The Secret of Psalm 46 by Brian Moriarty - antiform
http://ludix.com/moriarty/psalm46.html

======
Chocobean
it's kind of a long read, but it was an interesting read.

Did you spot the headfake?

This talk wasn't about the Bible, or Bach, or Shakespear, or the secret of
Psalm 46: it's about the sensation of awe.
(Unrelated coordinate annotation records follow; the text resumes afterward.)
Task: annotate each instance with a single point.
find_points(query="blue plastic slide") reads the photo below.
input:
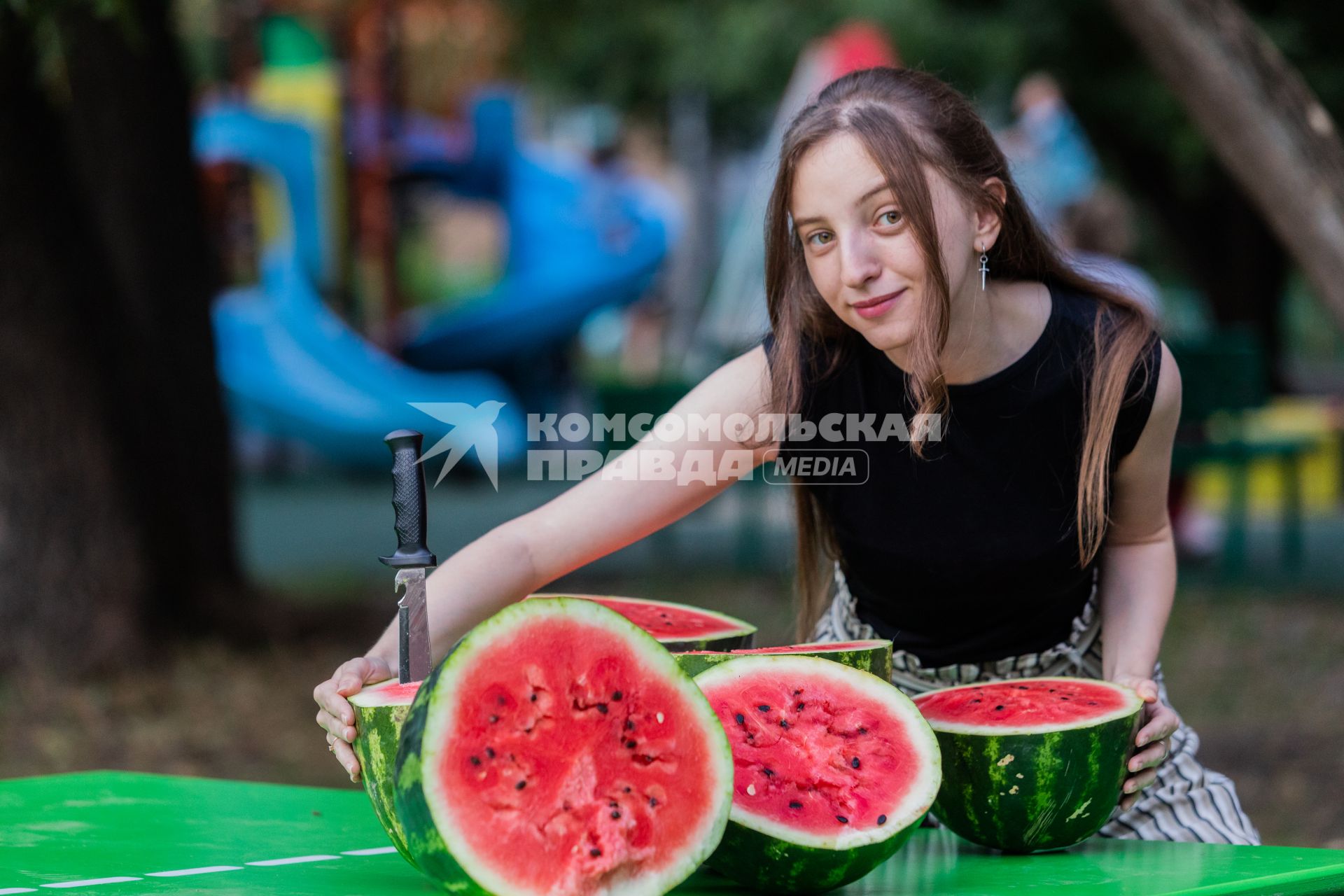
(292, 368)
(580, 239)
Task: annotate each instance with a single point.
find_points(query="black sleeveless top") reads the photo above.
(971, 552)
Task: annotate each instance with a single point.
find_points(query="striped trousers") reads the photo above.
(1186, 804)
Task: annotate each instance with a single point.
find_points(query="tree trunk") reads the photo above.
(1262, 121)
(116, 508)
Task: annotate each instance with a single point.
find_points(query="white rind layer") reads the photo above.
(375, 695)
(438, 729)
(916, 802)
(1133, 703)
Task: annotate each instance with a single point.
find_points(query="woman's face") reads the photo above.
(860, 250)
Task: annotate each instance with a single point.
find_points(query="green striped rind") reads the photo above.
(460, 874)
(873, 660)
(736, 636)
(1069, 783)
(793, 868)
(426, 848)
(379, 732)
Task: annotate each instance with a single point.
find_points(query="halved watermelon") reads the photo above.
(381, 713)
(678, 626)
(1031, 763)
(834, 769)
(561, 750)
(867, 656)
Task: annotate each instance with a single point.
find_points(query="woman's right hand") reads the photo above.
(336, 716)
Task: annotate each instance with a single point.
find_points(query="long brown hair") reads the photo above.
(909, 120)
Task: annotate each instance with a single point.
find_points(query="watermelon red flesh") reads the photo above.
(1046, 703)
(678, 626)
(1035, 763)
(566, 754)
(869, 656)
(381, 713)
(832, 767)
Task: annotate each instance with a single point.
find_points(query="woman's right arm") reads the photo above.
(597, 516)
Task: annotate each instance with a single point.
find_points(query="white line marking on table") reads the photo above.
(92, 883)
(209, 869)
(187, 872)
(293, 862)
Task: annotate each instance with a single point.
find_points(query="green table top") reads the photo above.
(121, 833)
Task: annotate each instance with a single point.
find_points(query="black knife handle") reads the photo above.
(409, 501)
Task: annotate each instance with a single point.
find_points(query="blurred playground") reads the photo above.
(456, 203)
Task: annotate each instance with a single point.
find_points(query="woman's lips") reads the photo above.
(876, 307)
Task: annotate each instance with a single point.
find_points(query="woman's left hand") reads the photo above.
(1160, 723)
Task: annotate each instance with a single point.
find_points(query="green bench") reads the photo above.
(1225, 378)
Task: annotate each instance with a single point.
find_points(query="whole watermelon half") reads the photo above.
(561, 750)
(867, 656)
(834, 769)
(678, 626)
(1031, 764)
(381, 713)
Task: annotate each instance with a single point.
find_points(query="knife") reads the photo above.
(412, 556)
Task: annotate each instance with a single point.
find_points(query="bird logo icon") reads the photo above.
(470, 428)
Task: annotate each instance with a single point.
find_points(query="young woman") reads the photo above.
(905, 276)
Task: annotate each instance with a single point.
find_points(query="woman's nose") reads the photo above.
(858, 262)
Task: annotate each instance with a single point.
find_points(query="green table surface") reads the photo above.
(120, 833)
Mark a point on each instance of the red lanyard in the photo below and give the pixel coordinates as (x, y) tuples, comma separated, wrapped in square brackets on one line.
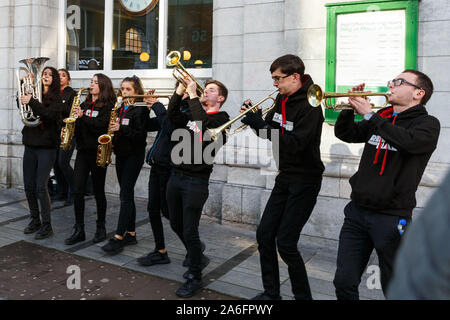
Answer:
[(92, 110), (124, 111)]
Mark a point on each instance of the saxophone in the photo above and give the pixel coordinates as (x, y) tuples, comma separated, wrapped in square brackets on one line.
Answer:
[(68, 130), (105, 140)]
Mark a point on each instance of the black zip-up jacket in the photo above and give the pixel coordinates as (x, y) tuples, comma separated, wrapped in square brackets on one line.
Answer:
[(47, 133), (396, 152), (195, 164), (159, 153), (131, 138), (91, 126), (299, 141)]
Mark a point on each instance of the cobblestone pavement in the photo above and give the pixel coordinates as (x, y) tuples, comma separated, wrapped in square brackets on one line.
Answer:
[(234, 270)]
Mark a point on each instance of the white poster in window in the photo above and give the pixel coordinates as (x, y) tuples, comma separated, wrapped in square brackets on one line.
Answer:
[(370, 49)]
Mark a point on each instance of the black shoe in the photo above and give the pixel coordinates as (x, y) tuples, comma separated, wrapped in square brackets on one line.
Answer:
[(203, 264), (78, 235), (265, 296), (44, 232), (100, 233), (33, 226), (154, 257), (68, 202), (186, 260), (114, 246), (129, 239), (190, 288)]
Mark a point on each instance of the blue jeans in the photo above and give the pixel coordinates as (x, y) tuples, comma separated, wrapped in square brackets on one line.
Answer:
[(186, 196)]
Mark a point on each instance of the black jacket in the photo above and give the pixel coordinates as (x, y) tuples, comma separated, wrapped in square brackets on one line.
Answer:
[(159, 153), (47, 133), (90, 126), (299, 142), (192, 139), (131, 138), (389, 172)]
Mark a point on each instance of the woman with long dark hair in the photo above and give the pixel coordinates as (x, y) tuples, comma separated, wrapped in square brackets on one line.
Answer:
[(129, 147), (92, 121), (62, 168), (41, 143)]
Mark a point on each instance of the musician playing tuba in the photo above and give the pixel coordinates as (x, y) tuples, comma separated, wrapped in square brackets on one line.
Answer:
[(41, 142)]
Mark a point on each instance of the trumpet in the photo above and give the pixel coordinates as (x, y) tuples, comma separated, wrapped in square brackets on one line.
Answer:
[(144, 104), (316, 96), (180, 72), (214, 133)]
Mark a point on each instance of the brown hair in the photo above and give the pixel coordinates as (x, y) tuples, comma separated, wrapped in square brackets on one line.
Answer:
[(223, 91), (137, 85)]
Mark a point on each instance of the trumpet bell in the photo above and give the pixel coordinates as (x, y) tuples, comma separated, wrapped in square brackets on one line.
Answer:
[(172, 58)]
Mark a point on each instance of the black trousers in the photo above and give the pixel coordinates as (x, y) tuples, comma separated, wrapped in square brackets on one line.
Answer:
[(64, 171), (85, 163), (128, 169), (157, 202), (185, 198), (364, 230), (287, 211), (37, 164)]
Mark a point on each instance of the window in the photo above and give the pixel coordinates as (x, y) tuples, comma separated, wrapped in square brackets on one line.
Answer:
[(101, 35), (135, 39), (190, 31)]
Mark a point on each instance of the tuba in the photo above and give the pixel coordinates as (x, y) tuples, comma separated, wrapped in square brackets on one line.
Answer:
[(104, 149), (30, 85), (68, 130)]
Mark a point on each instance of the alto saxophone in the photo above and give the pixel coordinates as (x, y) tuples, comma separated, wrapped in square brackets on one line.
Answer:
[(68, 130), (105, 140)]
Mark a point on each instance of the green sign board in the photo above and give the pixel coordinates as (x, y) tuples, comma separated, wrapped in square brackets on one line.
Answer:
[(369, 42)]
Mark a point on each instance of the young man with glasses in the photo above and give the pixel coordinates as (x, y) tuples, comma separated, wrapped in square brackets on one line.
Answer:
[(298, 127), (399, 141)]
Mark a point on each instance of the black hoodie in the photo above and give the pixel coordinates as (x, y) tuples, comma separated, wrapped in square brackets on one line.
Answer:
[(299, 137), (131, 138), (92, 125), (47, 133), (192, 121), (396, 152)]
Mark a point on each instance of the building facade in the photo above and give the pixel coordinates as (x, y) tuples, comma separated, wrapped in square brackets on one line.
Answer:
[(233, 41)]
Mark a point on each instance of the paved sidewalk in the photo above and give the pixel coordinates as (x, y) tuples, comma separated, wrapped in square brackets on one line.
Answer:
[(234, 268)]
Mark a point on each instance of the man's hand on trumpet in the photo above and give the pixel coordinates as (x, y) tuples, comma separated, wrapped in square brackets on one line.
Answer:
[(361, 105), (191, 87)]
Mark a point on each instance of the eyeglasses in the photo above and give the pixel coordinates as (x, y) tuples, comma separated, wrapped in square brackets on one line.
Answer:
[(399, 82), (278, 78)]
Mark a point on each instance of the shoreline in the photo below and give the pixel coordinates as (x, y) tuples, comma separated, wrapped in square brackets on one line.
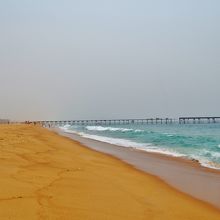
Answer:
[(183, 174), (54, 177)]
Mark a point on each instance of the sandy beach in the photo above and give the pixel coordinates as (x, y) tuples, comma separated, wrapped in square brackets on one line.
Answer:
[(47, 176)]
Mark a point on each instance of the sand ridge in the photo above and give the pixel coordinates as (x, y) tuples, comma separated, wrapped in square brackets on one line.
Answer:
[(46, 176)]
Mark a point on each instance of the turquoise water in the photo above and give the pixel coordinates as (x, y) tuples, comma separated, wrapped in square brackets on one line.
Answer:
[(194, 141)]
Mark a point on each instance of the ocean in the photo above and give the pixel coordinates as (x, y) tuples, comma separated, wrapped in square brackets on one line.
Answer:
[(200, 142)]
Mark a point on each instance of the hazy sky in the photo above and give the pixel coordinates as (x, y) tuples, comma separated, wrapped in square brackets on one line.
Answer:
[(109, 59)]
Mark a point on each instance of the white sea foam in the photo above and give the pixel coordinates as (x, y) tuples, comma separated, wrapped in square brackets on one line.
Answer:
[(101, 128), (148, 147), (127, 143)]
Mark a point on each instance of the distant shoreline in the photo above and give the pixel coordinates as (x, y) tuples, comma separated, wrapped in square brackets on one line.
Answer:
[(184, 174)]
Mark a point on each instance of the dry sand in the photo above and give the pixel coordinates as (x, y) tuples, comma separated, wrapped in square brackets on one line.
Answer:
[(46, 176)]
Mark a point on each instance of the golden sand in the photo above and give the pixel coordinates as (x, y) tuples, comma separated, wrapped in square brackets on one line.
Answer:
[(46, 176)]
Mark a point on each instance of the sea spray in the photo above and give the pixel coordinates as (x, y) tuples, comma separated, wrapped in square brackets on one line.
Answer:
[(197, 142)]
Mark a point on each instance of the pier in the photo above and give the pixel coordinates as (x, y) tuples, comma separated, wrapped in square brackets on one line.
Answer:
[(107, 122), (198, 120), (181, 120)]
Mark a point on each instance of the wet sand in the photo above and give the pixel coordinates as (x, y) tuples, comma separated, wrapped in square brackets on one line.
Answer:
[(47, 176), (185, 175)]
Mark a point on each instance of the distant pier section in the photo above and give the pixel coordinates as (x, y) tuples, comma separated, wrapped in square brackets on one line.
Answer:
[(107, 122), (181, 120), (198, 120)]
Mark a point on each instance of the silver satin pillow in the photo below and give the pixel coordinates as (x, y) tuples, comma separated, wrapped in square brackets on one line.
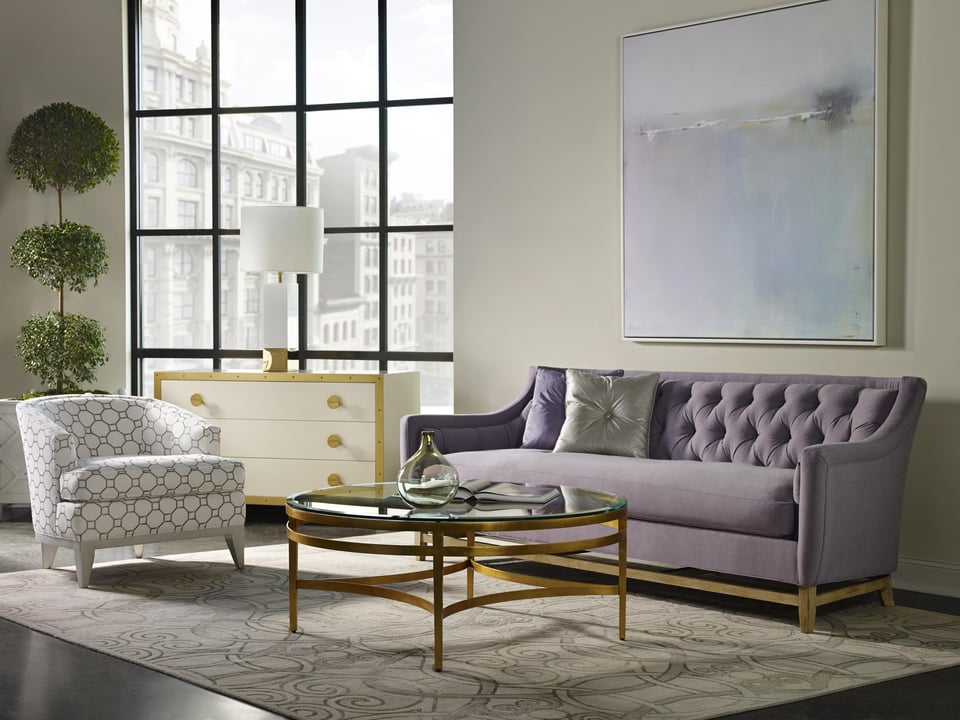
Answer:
[(608, 415)]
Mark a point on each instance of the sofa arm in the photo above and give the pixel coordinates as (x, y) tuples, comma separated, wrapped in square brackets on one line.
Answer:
[(850, 498), (474, 431)]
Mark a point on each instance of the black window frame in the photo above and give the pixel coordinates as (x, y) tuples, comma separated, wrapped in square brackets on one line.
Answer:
[(216, 354)]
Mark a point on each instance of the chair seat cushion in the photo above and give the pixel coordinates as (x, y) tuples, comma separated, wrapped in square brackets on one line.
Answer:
[(124, 476)]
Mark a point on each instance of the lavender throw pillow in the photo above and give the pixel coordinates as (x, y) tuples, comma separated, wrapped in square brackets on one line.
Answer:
[(548, 407)]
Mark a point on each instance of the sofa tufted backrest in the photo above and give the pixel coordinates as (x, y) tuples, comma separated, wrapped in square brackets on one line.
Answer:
[(764, 420)]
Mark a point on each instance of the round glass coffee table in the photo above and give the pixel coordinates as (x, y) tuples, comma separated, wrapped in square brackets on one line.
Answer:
[(451, 539)]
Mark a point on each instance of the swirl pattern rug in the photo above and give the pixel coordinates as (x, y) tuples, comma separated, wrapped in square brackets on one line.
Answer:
[(197, 618)]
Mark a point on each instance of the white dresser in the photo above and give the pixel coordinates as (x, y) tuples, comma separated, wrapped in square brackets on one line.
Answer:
[(301, 431)]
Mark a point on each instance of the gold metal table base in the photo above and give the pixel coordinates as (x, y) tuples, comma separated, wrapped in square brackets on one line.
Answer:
[(452, 540)]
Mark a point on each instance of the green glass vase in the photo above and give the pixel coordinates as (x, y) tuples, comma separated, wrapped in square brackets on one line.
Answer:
[(427, 479)]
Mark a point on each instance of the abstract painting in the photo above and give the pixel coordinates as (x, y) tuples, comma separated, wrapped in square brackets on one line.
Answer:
[(753, 177)]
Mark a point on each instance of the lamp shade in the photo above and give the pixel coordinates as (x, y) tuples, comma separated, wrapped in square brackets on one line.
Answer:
[(281, 239)]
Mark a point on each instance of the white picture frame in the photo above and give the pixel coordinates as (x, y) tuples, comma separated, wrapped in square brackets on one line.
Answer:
[(753, 177)]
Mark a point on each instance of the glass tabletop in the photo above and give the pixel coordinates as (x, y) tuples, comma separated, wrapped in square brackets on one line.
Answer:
[(383, 500)]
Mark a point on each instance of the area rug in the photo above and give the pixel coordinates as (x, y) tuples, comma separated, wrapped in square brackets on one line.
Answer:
[(197, 618)]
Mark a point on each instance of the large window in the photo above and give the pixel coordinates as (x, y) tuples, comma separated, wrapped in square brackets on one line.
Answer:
[(346, 105)]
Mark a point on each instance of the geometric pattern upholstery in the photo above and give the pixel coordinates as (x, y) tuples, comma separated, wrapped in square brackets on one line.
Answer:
[(106, 470)]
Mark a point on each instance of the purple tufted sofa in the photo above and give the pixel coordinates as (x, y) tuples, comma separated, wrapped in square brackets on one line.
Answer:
[(794, 479)]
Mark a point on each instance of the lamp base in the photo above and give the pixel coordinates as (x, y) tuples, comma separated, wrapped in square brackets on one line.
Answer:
[(275, 359)]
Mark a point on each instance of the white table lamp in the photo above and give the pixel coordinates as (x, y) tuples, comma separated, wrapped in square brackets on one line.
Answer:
[(279, 239)]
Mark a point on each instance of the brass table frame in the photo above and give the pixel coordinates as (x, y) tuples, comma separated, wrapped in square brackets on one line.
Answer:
[(457, 539)]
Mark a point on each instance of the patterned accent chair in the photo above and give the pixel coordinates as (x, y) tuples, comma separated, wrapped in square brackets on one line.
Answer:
[(112, 470)]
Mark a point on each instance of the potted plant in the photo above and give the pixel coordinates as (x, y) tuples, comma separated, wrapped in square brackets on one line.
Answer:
[(64, 147)]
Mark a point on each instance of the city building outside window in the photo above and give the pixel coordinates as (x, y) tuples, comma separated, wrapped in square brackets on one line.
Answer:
[(352, 112), (186, 173)]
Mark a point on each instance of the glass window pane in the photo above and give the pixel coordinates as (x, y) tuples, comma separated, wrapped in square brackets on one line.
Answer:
[(343, 300), (342, 166), (436, 384), (420, 48), (421, 167), (343, 366), (148, 366), (257, 53), (175, 55), (176, 304), (176, 177), (258, 155), (420, 299), (341, 51), (242, 364), (240, 300)]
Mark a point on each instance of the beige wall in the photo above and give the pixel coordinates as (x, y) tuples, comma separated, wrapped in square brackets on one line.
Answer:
[(538, 236), (53, 51)]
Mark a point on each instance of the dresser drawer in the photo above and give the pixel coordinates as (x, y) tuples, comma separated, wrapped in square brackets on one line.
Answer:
[(300, 431), (218, 400), (304, 439), (278, 477)]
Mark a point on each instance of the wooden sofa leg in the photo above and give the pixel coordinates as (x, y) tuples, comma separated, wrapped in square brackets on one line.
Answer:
[(807, 604), (886, 593)]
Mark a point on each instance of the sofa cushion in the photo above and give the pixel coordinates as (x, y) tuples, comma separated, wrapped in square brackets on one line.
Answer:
[(118, 477), (721, 496), (548, 407), (608, 415)]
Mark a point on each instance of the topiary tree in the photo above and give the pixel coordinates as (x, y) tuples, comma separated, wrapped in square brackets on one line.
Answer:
[(62, 146)]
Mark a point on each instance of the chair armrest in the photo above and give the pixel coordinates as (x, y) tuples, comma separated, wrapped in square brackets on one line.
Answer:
[(49, 450), (850, 498), (502, 428), (171, 429)]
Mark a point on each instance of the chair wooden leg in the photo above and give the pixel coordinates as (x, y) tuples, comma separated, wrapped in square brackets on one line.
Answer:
[(48, 554), (886, 594), (807, 604), (235, 545), (83, 557)]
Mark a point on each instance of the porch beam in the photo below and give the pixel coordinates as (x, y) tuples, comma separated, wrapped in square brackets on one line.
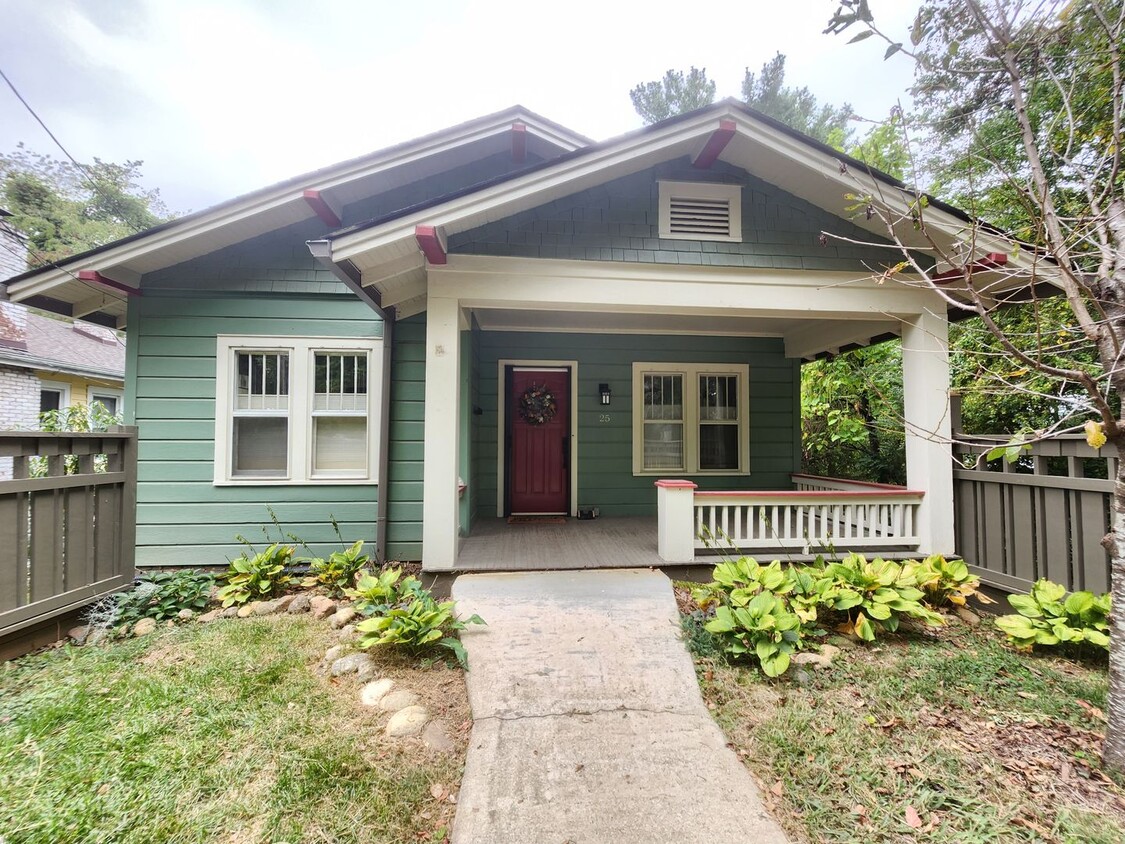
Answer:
[(119, 284), (440, 512), (714, 145), (322, 207), (816, 335), (928, 431), (432, 243)]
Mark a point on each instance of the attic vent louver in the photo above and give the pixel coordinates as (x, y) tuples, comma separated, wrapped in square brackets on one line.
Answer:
[(702, 212)]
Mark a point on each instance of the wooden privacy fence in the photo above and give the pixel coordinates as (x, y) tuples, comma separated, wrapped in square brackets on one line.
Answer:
[(1038, 518), (68, 536)]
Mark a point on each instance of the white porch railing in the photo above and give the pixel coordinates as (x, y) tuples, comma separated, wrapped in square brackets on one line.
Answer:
[(820, 514)]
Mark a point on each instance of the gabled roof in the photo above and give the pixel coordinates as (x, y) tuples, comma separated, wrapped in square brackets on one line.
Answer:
[(277, 206), (32, 341), (386, 252)]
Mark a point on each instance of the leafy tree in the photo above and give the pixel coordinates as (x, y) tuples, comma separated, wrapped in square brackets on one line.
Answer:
[(63, 209), (795, 107), (1033, 97), (674, 95)]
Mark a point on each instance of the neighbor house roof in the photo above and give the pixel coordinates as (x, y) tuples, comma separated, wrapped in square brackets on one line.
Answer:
[(29, 340)]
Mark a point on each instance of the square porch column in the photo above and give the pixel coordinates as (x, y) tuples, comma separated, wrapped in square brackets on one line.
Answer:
[(928, 432), (440, 522)]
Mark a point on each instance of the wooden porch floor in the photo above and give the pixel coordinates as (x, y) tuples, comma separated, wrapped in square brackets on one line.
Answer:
[(608, 542)]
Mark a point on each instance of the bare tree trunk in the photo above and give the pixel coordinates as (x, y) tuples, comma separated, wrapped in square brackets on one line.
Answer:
[(1114, 752)]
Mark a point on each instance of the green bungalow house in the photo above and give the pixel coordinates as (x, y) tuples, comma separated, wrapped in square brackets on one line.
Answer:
[(460, 346)]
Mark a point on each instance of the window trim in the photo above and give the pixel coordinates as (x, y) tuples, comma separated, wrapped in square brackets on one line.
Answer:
[(692, 419), (302, 352), (701, 190)]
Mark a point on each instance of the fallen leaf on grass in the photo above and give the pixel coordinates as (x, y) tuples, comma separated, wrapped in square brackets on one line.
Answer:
[(912, 820)]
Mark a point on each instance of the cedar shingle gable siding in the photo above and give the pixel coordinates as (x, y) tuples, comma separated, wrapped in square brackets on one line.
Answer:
[(619, 222)]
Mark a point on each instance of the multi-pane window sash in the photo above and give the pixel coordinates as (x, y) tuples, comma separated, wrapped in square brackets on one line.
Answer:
[(690, 419), (295, 410)]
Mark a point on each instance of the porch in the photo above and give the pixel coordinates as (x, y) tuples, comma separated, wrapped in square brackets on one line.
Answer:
[(819, 515)]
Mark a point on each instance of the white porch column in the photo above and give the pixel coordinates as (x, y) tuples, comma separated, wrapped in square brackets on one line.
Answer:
[(926, 404), (442, 429)]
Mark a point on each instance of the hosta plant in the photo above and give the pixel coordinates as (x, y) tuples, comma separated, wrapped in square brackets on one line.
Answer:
[(338, 572), (1047, 616), (416, 626), (257, 577), (946, 581), (763, 627), (376, 593), (875, 594), (162, 595)]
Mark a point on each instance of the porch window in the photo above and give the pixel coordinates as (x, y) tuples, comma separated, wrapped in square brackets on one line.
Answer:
[(295, 410), (690, 419)]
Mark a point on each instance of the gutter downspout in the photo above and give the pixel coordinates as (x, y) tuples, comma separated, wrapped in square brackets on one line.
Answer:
[(352, 279)]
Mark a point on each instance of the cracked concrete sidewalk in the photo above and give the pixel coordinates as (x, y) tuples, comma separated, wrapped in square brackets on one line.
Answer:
[(588, 725)]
That "....Huh!" feeling you get
from finding Easter Eggs, of decoding secrets, of discovering treasures, of
reading this transcript, that, my friends, is awe.

Understand its secret, put it in your code, and make something awesome.

------
enf
The chronology doesn't make sense: this supposedly takes place in 1979, but
the TRS-80 Model 1 was introduced in 1977.

------
antiform
There is also a link to an audio version available near the bottom of Jonathan
Blow's website [<http://number-none.com/blow/>].

------
edw519
I multiplied the gematria of the 256th word of this essay by the number of
karma points original submitter had during the first full moon after the most
recent vernal equinox. I applied this result as a siphon to the original lisp
source code of Viaweb, and held the image in a mirror. Amazingly, it spelled
"Paul Graham" backwards in ancient Aramaic. Wait a minute, the earth i s s h a
k i n g . . . .

------
trickjarrett
Fascinating stuff. Extremely effective and entertaining.